The "H" looks just as wrong with and without this feature to me. Overall the new version without the feature is indeed a little bit "bolder" and "blurrier" - and given that it's white on dark grey, I'm pretty sure I prefer it that way.
> Thickness linearity between font sizes on the second image is fantastic. But compare the overall thickness at standard web font size (16px) to any other option and you will see that this comes at the cost of making everything bold by default:
Only the v35 version looks noticeably "less bold" to me here, although the autohinted version is perhaps a bit more blurry. But it's hard to imagine how "thickness linearity" could ever be accomplished without causing this sort of blurriness.
But maybe I'm just unbothered because I grew up with "luggable" Mac displays and bitmap fonts....
> With current state of Linux, it does not matter which engine you pick. They all are broken in the same way:
I searched the page for matching words (or at least letter combinations) and the actual rendered text isn't showing the same issues for me as in the screen capture.
> By the time I was updating this post in August 2019, Cairo received support for sub-pixel positioning in both xlib and image compositors. This means that GTK will soon have it too, as well as Pango and basically anything that relies on Cairo to render text. I am looking forward to the next Ubuntu LTS and might make a separate post about compiling this into the current Ubuntu LTS.
... Ah, I guess that must have happened, then.
----
On the other hand, GTK has caused me all kinds of problems. The default scrollbar theming is obnoxious, and if you fix it, it still doesn't seem to be consistently applied. Firefox does its own thing unless you look up an obscure about:config setting, and even then it still seems to mess up. GTK offers this really weird default style for window tabs(?) that required complete relearning, and that's with Cinnamon being supposedly designed for maximum Windows-alike-ness. Then there's the continued battle from GNOME to try to deny proper notifications and/or a system tray to everyone else. And don't even get me started on the file chooser.
Thats why there can be quite big quality jump when you compare it to fonts from big design teams from Apple or Microsoft. Not only the font might be a bit worse, the rendering/hinting is often way worse.
Fits with me - long time mac user i like Mac rendering, linux feels very similar and i like it. Windows feels like somebody is burning the fonts into lcd. It is probably more legible in tiny sizes on low pixel screens but it is too strong and not very elegant everywhere else.
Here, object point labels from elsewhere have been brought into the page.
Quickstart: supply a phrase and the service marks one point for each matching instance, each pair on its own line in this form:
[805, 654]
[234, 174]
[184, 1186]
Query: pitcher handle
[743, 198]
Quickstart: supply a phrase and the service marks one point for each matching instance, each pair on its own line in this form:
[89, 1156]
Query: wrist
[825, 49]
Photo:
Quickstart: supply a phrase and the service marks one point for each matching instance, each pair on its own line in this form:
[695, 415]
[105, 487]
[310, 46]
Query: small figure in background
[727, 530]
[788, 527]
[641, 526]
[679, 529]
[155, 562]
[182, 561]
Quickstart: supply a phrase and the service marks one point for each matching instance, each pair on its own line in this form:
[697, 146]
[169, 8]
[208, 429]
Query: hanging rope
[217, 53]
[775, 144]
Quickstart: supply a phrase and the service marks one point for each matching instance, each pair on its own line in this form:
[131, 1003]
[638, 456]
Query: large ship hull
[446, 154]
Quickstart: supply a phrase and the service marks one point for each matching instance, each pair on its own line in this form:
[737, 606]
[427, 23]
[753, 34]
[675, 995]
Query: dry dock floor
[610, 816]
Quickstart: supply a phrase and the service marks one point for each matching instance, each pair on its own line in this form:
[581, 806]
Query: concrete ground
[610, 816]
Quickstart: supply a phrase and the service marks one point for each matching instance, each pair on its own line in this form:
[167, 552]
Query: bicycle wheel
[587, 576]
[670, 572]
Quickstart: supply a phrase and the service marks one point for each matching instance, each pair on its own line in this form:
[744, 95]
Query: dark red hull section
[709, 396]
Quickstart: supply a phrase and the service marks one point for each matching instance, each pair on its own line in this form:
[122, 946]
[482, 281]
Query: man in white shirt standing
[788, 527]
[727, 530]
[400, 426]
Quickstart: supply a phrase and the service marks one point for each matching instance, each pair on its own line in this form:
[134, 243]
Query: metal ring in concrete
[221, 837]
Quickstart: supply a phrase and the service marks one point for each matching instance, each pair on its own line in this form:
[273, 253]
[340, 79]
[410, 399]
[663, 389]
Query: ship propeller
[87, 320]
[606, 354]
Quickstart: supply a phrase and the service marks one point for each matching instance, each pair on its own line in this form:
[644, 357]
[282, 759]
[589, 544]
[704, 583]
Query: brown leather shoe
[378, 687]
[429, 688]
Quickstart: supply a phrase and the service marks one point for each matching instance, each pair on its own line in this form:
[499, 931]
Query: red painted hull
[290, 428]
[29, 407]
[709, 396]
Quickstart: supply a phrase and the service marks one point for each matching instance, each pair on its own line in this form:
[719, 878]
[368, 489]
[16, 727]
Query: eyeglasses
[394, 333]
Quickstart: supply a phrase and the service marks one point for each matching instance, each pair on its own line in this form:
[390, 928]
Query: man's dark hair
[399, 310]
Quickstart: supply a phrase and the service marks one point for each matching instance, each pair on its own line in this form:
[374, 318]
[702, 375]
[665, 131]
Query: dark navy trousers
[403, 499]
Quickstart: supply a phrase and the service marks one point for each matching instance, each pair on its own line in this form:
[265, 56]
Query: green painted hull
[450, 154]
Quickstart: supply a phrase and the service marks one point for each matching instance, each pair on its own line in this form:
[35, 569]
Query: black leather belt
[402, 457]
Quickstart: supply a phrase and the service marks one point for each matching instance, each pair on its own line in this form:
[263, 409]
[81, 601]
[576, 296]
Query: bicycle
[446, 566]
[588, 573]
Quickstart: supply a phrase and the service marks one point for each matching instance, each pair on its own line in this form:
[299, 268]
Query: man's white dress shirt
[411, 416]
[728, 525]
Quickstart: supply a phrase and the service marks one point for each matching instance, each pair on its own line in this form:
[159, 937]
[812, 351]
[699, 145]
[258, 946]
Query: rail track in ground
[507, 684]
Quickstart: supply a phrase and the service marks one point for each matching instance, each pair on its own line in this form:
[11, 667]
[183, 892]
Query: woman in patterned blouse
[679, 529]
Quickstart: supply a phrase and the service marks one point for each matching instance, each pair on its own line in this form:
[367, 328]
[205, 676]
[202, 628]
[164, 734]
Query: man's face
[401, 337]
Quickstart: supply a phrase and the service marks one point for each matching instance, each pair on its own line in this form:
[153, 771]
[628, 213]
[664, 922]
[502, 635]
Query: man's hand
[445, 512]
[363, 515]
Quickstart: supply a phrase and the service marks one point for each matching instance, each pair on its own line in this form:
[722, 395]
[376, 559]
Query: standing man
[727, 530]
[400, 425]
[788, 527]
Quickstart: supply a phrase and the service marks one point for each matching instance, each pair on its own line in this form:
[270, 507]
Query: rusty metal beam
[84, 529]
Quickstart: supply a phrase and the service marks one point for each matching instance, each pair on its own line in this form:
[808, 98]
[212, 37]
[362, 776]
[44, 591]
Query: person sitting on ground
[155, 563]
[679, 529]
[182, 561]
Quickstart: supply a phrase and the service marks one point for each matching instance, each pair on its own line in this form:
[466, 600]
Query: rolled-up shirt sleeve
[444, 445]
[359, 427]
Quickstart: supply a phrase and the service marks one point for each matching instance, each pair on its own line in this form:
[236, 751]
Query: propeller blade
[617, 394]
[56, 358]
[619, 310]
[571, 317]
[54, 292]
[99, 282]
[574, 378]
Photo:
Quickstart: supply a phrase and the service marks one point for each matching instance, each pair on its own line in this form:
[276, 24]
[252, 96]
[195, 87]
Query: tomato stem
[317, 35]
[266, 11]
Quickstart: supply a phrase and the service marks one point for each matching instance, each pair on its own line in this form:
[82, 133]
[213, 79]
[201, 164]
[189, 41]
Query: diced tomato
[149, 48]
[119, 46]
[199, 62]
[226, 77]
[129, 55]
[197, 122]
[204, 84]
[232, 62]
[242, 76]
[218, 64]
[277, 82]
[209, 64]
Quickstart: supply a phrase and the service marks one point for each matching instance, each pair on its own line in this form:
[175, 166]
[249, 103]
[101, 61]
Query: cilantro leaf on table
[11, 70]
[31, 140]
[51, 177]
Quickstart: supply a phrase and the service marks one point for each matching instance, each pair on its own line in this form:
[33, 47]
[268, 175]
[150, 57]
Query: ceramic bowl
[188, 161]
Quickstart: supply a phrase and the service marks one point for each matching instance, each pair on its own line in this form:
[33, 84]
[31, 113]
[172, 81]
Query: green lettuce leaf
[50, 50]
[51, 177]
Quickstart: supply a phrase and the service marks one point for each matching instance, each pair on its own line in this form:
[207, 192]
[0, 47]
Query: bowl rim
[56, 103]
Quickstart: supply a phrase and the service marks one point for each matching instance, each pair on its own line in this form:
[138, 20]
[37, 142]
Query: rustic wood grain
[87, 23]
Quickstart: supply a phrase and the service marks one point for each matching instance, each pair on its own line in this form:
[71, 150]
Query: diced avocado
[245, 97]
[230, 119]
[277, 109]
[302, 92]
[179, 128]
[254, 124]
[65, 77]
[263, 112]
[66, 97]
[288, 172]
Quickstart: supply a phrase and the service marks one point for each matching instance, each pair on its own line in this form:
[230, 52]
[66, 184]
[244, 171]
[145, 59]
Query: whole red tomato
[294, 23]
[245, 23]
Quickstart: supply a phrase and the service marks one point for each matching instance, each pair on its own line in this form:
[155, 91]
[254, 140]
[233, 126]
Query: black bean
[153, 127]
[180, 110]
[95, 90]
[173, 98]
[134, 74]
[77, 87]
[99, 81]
This is because these font files originate from a Microsoft initiative called "Core Fonts for the web" that ran between 1996 and 2002. Before web fonts became a thing, Microsoft wanted to make a set of broadly available fonts that web designers could assume everyone had on their computers. Because Microsoft cancelled the initiative, the redistributable versions of those fonts are stuck in time. They were last updated around 2000, and any updated versions with further improvements or added characters aren't freely redistributable.
Until it got more or less resolved by upstream with modernized components, and made redundant.